POLIO
Poliomyelitis is an enterovirus of the Picornavirus family that causes a GI infection that spreads to the CNS. Polio has almost been eradicated from planet Earth, but it still stubbornly lingers in isolated rural communities in Pakistan and Afghanistan.
What does the typical patient look like?
A child from Pakistan or Afghanistan
Wait, it's a GI infection?
Yep. It causes mild gastroenteritis or a sore throat. In less than 1% of cases, polio can spread to the spine. There it can damage the nervous system.

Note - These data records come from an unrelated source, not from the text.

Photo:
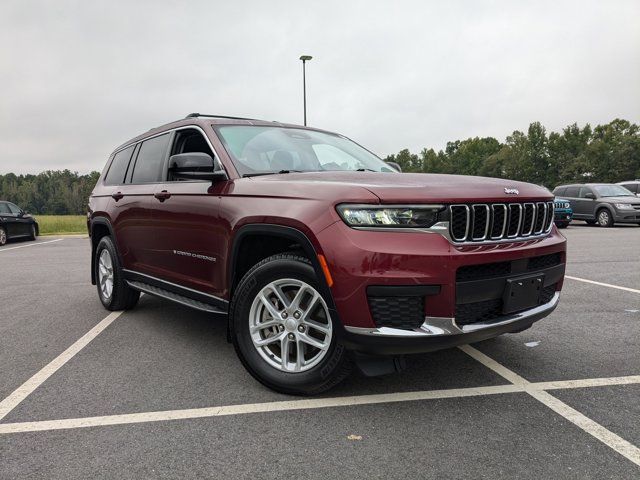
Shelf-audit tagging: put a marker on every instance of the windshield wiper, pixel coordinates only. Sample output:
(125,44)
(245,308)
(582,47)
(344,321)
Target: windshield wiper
(258,174)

How does it damage the nervous system?
Polio kills α-motor neurons. That causes flaccid paralysis (legs > arms).
Is it deadly?
Yep. 10% of patients who develop neurological symptoms die (from respiratory paralysis).
Diagnosis?
↑Protein and ↑WBCs in the CSF.
Treatment?
Supportive. Iron lungs were used to assist the muscles of respiration.
Prevention?
The polio vaccine. Extra polio vaccine info: the dead attenuated vaccine is used in the developed world. That’s because it can’t cause sporadic cases of polio. But it doesn’t store well. So the live attenuated vaccine is used more often in the developing world. It’s super cheap, easy to store and comes as a pill. But… it can theoretically cause polio. In the developed world, the inactivated vaccine is preferred.